Он с минуту помолчал, затем снова посмотрел на море, которое начало темнеть.

— Что ни говори, Павли, ты хорошо сделал! — воскликнул он, подняв палку. — Пусть бабы голосят, бабы есть бабы, нет у них мозгов. Вот ты и спасся, Павли, и отец твой это хорошо знает, поэтому он и не сказал ни слова.

Старик окинул взглядом небо и горы, которые уже были едва видны.

— Вот и ночь наступила, — сказал он, — пора возвращаться.

Вдруг старик замолчал, казалось, он сожалел о своих словах, которые сорвались у него с языка, словно он выдал какую-то великую тайну.

Дядюшка Анагности положил мне на плечо свою высохшую руку.

— Ты молод, — сказал он мне с улыбкой, — не слушай стариков. Если бы мир их слушал, он бы очень скоро рухнул. Когда ты столкнешься с какой-нибудь вдовой на дороге, бросайся к ней. Женись, наделай детей, будь решителен. Преодолевай трудности — это как раз для молодых и здоровых!

Придя в свою хижину, я разжег огонь и приготовил вечерний чай. Усталый, голодный, я с жадностью набросился на еду, поглощенный этой животной радостью.

Вдруг в окне показалась маленькая плоская голова Мимито. Войдя, он присел у огня и хитро улыбаясь стал смотреть, как я ем.

— Тебе чего, Мимито?

— Господин, я тебе кое-что принес от вдовы… Корзину апельсинов.
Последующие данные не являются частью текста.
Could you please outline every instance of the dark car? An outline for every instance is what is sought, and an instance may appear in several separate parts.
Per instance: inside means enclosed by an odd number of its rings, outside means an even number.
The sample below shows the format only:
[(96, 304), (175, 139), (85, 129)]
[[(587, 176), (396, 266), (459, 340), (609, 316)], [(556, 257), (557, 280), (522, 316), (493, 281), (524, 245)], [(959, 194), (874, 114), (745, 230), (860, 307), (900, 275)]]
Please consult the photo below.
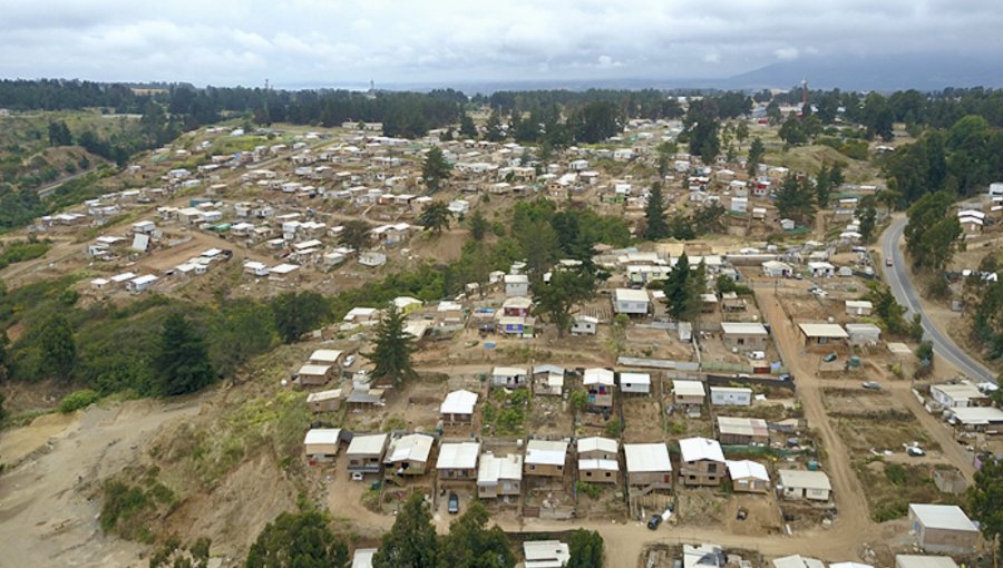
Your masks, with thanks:
[(661, 515), (652, 515), (650, 519), (647, 519), (647, 528), (651, 530), (658, 530), (659, 525), (662, 523)]
[(449, 493), (449, 505), (446, 508), (449, 511), (449, 515), (456, 515), (459, 512), (459, 496), (456, 493)]

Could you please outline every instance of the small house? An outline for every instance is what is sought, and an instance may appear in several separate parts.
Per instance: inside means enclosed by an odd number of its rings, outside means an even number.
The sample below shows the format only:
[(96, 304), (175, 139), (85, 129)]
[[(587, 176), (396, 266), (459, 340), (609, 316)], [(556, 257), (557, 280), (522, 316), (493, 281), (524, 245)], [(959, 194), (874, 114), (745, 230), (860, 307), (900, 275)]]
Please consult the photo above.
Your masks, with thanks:
[(828, 501), (832, 484), (824, 471), (781, 469), (779, 489), (785, 499)]
[(848, 323), (846, 334), (850, 345), (877, 345), (882, 341), (882, 329), (873, 323)]
[(874, 310), (874, 304), (868, 300), (847, 300), (846, 301), (846, 314), (847, 315), (870, 315), (870, 312)]
[(306, 405), (314, 414), (321, 412), (334, 412), (341, 408), (341, 389), (330, 391), (311, 392), (306, 395)]
[(620, 373), (620, 392), (625, 394), (650, 394), (651, 375), (647, 373)]
[(572, 325), (572, 335), (595, 335), (598, 319), (591, 315), (576, 315)]
[(627, 315), (647, 315), (651, 310), (651, 298), (647, 291), (633, 288), (616, 288), (613, 291), (613, 312)]
[(711, 404), (714, 407), (751, 407), (752, 389), (747, 386), (711, 386)]
[(477, 458), (480, 442), (449, 442), (439, 447), (436, 470), (439, 480), (474, 481), (477, 479)]
[(306, 438), (303, 439), (306, 456), (311, 458), (333, 458), (338, 456), (340, 443), (339, 428), (312, 428), (306, 431)]
[(325, 384), (331, 379), (330, 365), (311, 365), (305, 364), (296, 372), (296, 379), (300, 386), (318, 386)]
[(633, 487), (670, 489), (672, 460), (664, 443), (625, 443), (627, 483)]
[(707, 399), (707, 391), (703, 390), (701, 381), (672, 381), (672, 392), (675, 393), (675, 403), (682, 405), (700, 407)]
[(770, 441), (770, 429), (761, 418), (718, 417), (718, 440), (726, 445), (762, 445)]
[(491, 384), (494, 386), (505, 386), (506, 389), (525, 386), (528, 374), (525, 369), (517, 366), (496, 366), (491, 371)]
[(738, 351), (766, 351), (769, 341), (769, 333), (758, 322), (723, 322), (721, 333), (724, 346)]
[(477, 497), (519, 497), (523, 484), (523, 457), (509, 453), (496, 457), (491, 452), (480, 454), (477, 468)]
[(989, 401), (984, 392), (967, 383), (934, 384), (929, 388), (929, 395), (938, 404), (950, 409), (982, 407)]
[(529, 440), (526, 444), (524, 472), (527, 476), (564, 477), (567, 461), (567, 442), (564, 440)]
[(559, 540), (527, 540), (523, 542), (525, 568), (561, 568), (571, 560), (571, 549)]
[(971, 554), (978, 543), (978, 528), (956, 505), (909, 503), (909, 522), (927, 552)]
[(613, 371), (608, 369), (586, 369), (582, 384), (588, 393), (588, 407), (604, 410), (613, 407)]
[(766, 493), (770, 490), (770, 474), (762, 463), (741, 460), (728, 462), (731, 488), (743, 493)]
[(428, 469), (428, 456), (435, 439), (428, 434), (406, 434), (390, 440), (383, 466), (387, 474), (421, 476)]
[(717, 440), (684, 438), (679, 441), (679, 479), (685, 486), (720, 486), (724, 478), (724, 452)]
[(525, 274), (506, 274), (503, 280), (507, 297), (525, 297), (529, 295), (529, 277)]
[(387, 449), (387, 434), (354, 435), (344, 454), (348, 470), (359, 473), (379, 473)]
[(439, 407), (442, 422), (447, 424), (469, 424), (474, 420), (474, 407), (477, 404), (477, 393), (459, 390), (446, 395), (446, 400)]
[(541, 396), (564, 394), (564, 368), (536, 365), (533, 368), (533, 393)]
[(831, 349), (846, 344), (849, 335), (837, 323), (799, 323), (801, 339), (807, 349)]

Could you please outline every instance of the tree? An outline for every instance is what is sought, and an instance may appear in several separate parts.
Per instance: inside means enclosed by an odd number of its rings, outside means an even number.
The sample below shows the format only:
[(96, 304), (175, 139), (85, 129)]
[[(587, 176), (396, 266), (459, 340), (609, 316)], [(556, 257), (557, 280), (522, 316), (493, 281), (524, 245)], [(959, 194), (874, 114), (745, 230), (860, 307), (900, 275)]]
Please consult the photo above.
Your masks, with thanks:
[(762, 156), (766, 154), (766, 146), (762, 145), (762, 138), (756, 137), (752, 138), (752, 144), (749, 145), (749, 175), (754, 176), (756, 170), (759, 168), (759, 164), (762, 161)]
[[(436, 528), (420, 493), (412, 493), (383, 535), (373, 568), (435, 568), (439, 556)], [(457, 567), (458, 568), (458, 567)]]
[(70, 381), (77, 365), (77, 343), (74, 329), (61, 314), (53, 314), (39, 330), (39, 342), (46, 355), (42, 374), (48, 379)]
[(538, 280), (533, 288), (535, 315), (546, 317), (557, 329), (557, 336), (563, 337), (571, 329), (574, 305), (592, 297), (595, 276), (584, 270), (555, 270), (549, 283)]
[(442, 188), (442, 180), (449, 179), (451, 172), (452, 166), (446, 161), (442, 149), (438, 146), (430, 148), (425, 155), (425, 164), (421, 166), (421, 179), (425, 180), (425, 187), (428, 188), (429, 195)]
[(464, 112), (462, 118), (460, 118), (460, 129), (459, 135), (462, 138), (467, 138), (470, 140), (476, 140), (479, 133), (477, 131), (477, 126), (474, 124), (474, 119), (470, 118), (470, 115)]
[(857, 216), (860, 219), (860, 236), (865, 243), (870, 243), (874, 239), (874, 228), (877, 222), (877, 209), (874, 207), (874, 195), (865, 195), (860, 198), (860, 203), (857, 206)]
[(231, 376), (249, 359), (272, 349), (277, 339), (272, 313), (250, 300), (223, 304), (210, 329), (210, 361), (223, 376)]
[(376, 364), (373, 376), (390, 379), (395, 383), (416, 378), (417, 373), (411, 368), (411, 353), (415, 351), (412, 337), (405, 333), (403, 316), (393, 303), (383, 311), (376, 333), (376, 349), (366, 354)]
[(700, 311), (700, 296), (690, 273), (690, 259), (686, 253), (680, 255), (665, 278), (665, 303), (669, 315), (680, 322), (690, 321)]
[(512, 568), (516, 557), (508, 537), (497, 526), (486, 528), (490, 515), (475, 500), (466, 512), (449, 523), (449, 535), (439, 542), (441, 568), (498, 567)]
[(644, 238), (659, 241), (669, 236), (669, 223), (665, 221), (665, 200), (662, 197), (662, 184), (655, 182), (647, 194), (644, 206)]
[(331, 315), (331, 304), (317, 292), (286, 292), (271, 302), (275, 331), (284, 343), (293, 343), (315, 330)]
[(777, 190), (777, 210), (781, 217), (801, 225), (809, 225), (815, 221), (815, 189), (807, 177), (798, 179), (792, 172), (785, 176)]
[(571, 559), (567, 568), (603, 568), (605, 551), (603, 537), (594, 530), (577, 529), (568, 539)]
[(198, 391), (216, 376), (205, 337), (178, 312), (164, 321), (153, 368), (159, 392), (169, 396)]
[(484, 239), (484, 235), (490, 229), (490, 224), (480, 210), (474, 212), (474, 215), (467, 219), (467, 224), (470, 225), (470, 236), (474, 237), (474, 241)]
[(993, 565), (1003, 535), (1003, 462), (987, 460), (975, 472), (975, 483), (968, 489), (968, 512), (978, 521), (982, 536), (993, 543)]
[(283, 512), (267, 523), (247, 552), (247, 568), (329, 568), (348, 564), (348, 546), (317, 510)]
[(423, 231), (431, 231), (439, 235), (444, 228), (449, 228), (452, 213), (448, 205), (442, 202), (431, 202), (421, 209), (418, 222), (421, 223)]
[(347, 221), (341, 229), (339, 242), (359, 254), (372, 243), (372, 228), (362, 219)]
[(505, 129), (501, 127), (501, 115), (498, 114), (498, 109), (491, 109), (484, 129), (485, 138), (488, 141), (501, 141), (505, 139)]

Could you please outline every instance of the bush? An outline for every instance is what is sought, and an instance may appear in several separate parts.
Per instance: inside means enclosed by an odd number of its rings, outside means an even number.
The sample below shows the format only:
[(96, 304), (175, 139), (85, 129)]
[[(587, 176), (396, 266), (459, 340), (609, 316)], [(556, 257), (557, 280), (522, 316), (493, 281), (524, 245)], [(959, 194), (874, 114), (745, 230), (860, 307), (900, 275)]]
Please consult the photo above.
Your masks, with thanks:
[(59, 412), (69, 414), (75, 410), (86, 409), (100, 399), (101, 395), (96, 391), (91, 391), (90, 389), (71, 392), (64, 396), (61, 401), (59, 401)]

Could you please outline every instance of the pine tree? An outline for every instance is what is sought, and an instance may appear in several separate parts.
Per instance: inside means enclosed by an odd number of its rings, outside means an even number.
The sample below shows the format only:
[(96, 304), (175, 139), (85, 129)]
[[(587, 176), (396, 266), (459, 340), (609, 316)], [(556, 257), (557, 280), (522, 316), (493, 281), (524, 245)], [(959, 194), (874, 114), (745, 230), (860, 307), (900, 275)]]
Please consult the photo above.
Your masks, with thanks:
[(71, 380), (77, 365), (77, 343), (67, 319), (55, 314), (46, 320), (39, 340), (48, 361), (43, 366), (43, 374), (49, 379)]
[(412, 339), (405, 333), (405, 320), (390, 303), (377, 325), (376, 349), (366, 356), (376, 364), (372, 374), (400, 383), (417, 376), (411, 368)]
[(450, 166), (442, 156), (442, 149), (438, 146), (432, 147), (425, 155), (425, 164), (421, 166), (421, 178), (425, 179), (425, 186), (429, 194), (434, 194), (442, 188), (442, 180), (448, 179), (452, 166)]
[[(439, 556), (436, 527), (421, 493), (411, 493), (403, 509), (383, 535), (372, 557), (374, 568), (435, 568)], [(458, 567), (457, 567), (458, 568)]]
[(665, 221), (665, 202), (662, 198), (662, 184), (655, 182), (647, 194), (647, 205), (644, 207), (644, 238), (659, 241), (669, 236), (669, 222)]
[(153, 366), (159, 392), (172, 396), (198, 391), (215, 379), (205, 337), (179, 313), (164, 321)]

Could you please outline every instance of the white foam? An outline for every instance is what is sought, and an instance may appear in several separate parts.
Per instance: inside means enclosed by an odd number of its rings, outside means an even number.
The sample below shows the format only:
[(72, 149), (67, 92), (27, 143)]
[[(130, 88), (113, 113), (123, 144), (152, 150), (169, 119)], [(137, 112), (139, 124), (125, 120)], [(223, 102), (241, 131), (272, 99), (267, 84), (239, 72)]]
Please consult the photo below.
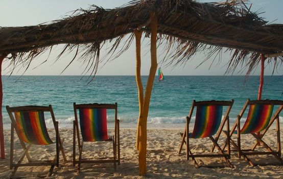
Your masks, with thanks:
[[(224, 118), (224, 116), (222, 116), (222, 119)], [(120, 120), (121, 123), (136, 123), (137, 121), (137, 117), (134, 117), (132, 116), (121, 116), (118, 117), (118, 119)], [(192, 117), (191, 122), (194, 122), (196, 117), (193, 116)], [(246, 118), (242, 118), (241, 119), (241, 122), (244, 122), (246, 121)], [(283, 117), (279, 116), (279, 121), (281, 123), (283, 122)], [(75, 120), (74, 116), (70, 116), (67, 118), (56, 118), (56, 121), (59, 122), (59, 124), (73, 124), (73, 121)], [(229, 118), (230, 123), (234, 123), (236, 121), (236, 118)], [(114, 121), (114, 118), (112, 117), (107, 116), (107, 121), (108, 122), (113, 122)], [(48, 118), (46, 120), (45, 122), (47, 125), (52, 124), (52, 119), (51, 118)], [(148, 119), (148, 123), (150, 124), (179, 124), (179, 123), (185, 123), (186, 117), (149, 117)], [(10, 124), (11, 123), (11, 120), (9, 117), (3, 118), (4, 124)]]

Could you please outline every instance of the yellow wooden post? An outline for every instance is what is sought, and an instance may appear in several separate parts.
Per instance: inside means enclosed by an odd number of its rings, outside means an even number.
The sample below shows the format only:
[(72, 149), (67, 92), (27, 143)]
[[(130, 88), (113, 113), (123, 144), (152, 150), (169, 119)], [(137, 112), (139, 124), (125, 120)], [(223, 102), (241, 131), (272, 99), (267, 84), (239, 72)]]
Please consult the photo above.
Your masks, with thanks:
[(151, 91), (156, 70), (157, 69), (157, 58), (156, 55), (156, 37), (157, 33), (157, 18), (154, 12), (151, 13), (151, 65), (148, 79), (147, 87), (144, 99), (144, 105), (142, 115), (139, 119), (139, 144), (138, 152), (138, 165), (139, 175), (144, 175), (147, 173), (147, 122), (151, 96)]
[(134, 31), (135, 37), (135, 51), (136, 51), (136, 75), (135, 79), (136, 81), (136, 85), (137, 86), (138, 95), (138, 104), (139, 105), (139, 114), (138, 115), (138, 120), (137, 122), (137, 127), (136, 131), (136, 149), (138, 150), (138, 145), (139, 142), (139, 121), (142, 114), (143, 113), (143, 106), (144, 105), (144, 87), (142, 83), (142, 78), (140, 77), (140, 39), (143, 31), (135, 29)]

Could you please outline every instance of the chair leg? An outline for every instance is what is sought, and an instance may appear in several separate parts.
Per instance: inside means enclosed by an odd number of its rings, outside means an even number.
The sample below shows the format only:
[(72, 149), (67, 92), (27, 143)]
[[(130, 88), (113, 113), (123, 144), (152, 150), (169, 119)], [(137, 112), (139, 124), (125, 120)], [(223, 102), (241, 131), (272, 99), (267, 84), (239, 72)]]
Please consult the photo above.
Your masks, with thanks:
[(120, 121), (118, 121), (117, 123), (117, 139), (115, 140), (117, 140), (117, 151), (118, 151), (118, 165), (120, 165)]
[[(56, 167), (59, 167), (59, 129), (58, 129), (58, 122), (56, 123), (55, 129), (56, 132)], [(52, 168), (52, 167), (51, 167)], [(53, 167), (54, 168), (54, 167)]]
[(278, 155), (281, 156), (281, 140), (280, 138), (280, 124), (279, 124), (279, 116), (277, 116), (276, 120), (276, 136), (277, 136), (277, 148)]
[(82, 140), (82, 142), (81, 143), (81, 146), (79, 148), (80, 150), (80, 155), (79, 155), (79, 163), (78, 164), (78, 170), (77, 171), (77, 173), (78, 174), (80, 173), (81, 172), (81, 161), (82, 160), (82, 153), (83, 152), (83, 141)]
[(47, 173), (47, 177), (50, 176), (52, 175), (52, 173), (53, 173), (53, 169), (54, 169), (55, 166), (55, 165), (51, 165), (51, 167), (50, 167), (50, 169), (49, 169), (49, 171)]
[[(192, 151), (191, 151), (190, 148), (188, 148), (188, 152), (189, 152), (190, 155), (193, 155), (193, 153), (192, 153)], [(195, 167), (196, 167), (196, 168), (197, 168), (197, 169), (199, 168), (200, 167), (198, 165), (198, 163), (197, 162), (197, 161), (196, 160), (196, 159), (195, 159), (195, 158), (194, 156), (191, 156), (191, 157), (192, 158), (192, 159), (194, 161), (194, 164), (195, 165)]]
[[(25, 156), (26, 156), (27, 154), (29, 153), (28, 151), (29, 150), (30, 148), (31, 148), (31, 146), (32, 146), (31, 144), (29, 144), (28, 147), (25, 147), (26, 149), (25, 149), (23, 150), (23, 153), (22, 153), (22, 154), (20, 156), (19, 160), (17, 162), (17, 164), (20, 164), (21, 163), (21, 162), (22, 162), (22, 160), (25, 158)], [(10, 175), (10, 177), (12, 177), (14, 176), (14, 175), (16, 173), (16, 172), (18, 170), (18, 168), (19, 168), (19, 167), (13, 167), (12, 172), (11, 172), (11, 175)]]
[(11, 124), (11, 142), (10, 148), (10, 169), (13, 168), (12, 164), (14, 163), (14, 127)]
[(181, 151), (182, 150), (182, 148), (183, 148), (183, 145), (184, 144), (184, 143), (185, 142), (185, 139), (186, 138), (186, 128), (185, 128), (185, 129), (184, 130), (184, 133), (183, 133), (183, 135), (182, 136), (182, 140), (181, 141), (181, 145), (180, 145), (180, 148), (179, 148), (179, 152), (178, 153), (179, 154), (181, 154)]
[(115, 142), (114, 141), (114, 136), (112, 136), (113, 140), (112, 143), (113, 145), (113, 158), (114, 159), (114, 171), (116, 171), (116, 149), (115, 146)]
[(73, 166), (76, 165), (76, 121), (73, 121)]
[(240, 117), (237, 117), (237, 145), (238, 145), (238, 157), (241, 158), (241, 129), (240, 126)]
[[(221, 147), (219, 146), (219, 145), (218, 145), (218, 144), (216, 142), (216, 141), (215, 141), (215, 140), (212, 137), (212, 136), (209, 136), (209, 139), (210, 139), (210, 140), (211, 140), (211, 141), (213, 141), (213, 143), (215, 145), (215, 146), (216, 147), (216, 148), (217, 148), (217, 149), (218, 149), (218, 150), (219, 150), (219, 152), (221, 153), (221, 154), (224, 154), (224, 152), (223, 151), (223, 150), (222, 150), (221, 149)], [(233, 168), (233, 166), (232, 166), (232, 164), (231, 164), (231, 163), (230, 163), (230, 161), (229, 161), (229, 159), (228, 159), (228, 157), (227, 156), (224, 156), (224, 159), (225, 159), (225, 161), (226, 161), (226, 162), (227, 163), (228, 165), (231, 168)]]
[[(273, 151), (271, 148), (270, 148), (270, 147), (269, 147), (264, 141), (263, 141), (263, 140), (261, 138), (258, 137), (257, 135), (255, 133), (252, 133), (251, 135), (253, 137), (254, 137), (256, 139), (256, 140), (258, 140), (258, 141), (260, 141), (261, 143), (262, 143), (263, 146), (265, 147), (268, 151), (270, 152)], [(282, 159), (281, 159), (280, 156), (275, 154), (273, 154), (272, 155), (273, 155), (277, 160), (278, 160), (278, 161), (280, 162), (281, 164), (283, 164), (283, 160), (282, 160)]]

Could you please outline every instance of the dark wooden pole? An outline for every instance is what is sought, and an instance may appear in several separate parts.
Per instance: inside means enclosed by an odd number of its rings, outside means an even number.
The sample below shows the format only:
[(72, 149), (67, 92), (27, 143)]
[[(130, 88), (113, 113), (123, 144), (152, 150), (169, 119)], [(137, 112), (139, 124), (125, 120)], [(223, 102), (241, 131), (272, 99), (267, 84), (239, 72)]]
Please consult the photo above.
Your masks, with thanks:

Она сказала, что это последние из ее сада.

— От вдовы? — спросил я с волнением. — Почему она мне их послала?

— За добрые слова, которыми ты остановил людей сегодня вечером, вот что она сказала.

— Что это за добрые слова?

— Вот уж чего не знаю, того не знаю! Я передаю то, что она сказала, вот и все!

Он высыпал апельсины из корзины на постель. Весь сарай заблагоухал.

— Передай ей мою благодарность, но пусть она будет настороже! Пусть поостережется показываться в деревне, ты слышишь? Ей надо побыть некоторое время у себя дома, пока несчастье позабудется! Ты понял, Мимито?

— Это все, господин?

— Все, можешь идти.

Мимито подмигнул.

— Это все?

— Беги же!

Он ушел. Я очистил апельсин, он был сочен и сладок как мед. Во сне я всю ночь прогуливался под апельсиновыми деревьями, овеваемый теплым ветром, за ухом у меня был цветок базилика. Молодым двадцатилетним крестьянином бродил я по этому саду, ждал и насвистывал. Я не знал кого жду, но сердце мое трепетало от радости. Я подкручивал усы и всю ночь слушал, как за апельсиновыми деревьями, словно женщина, вздыхало море.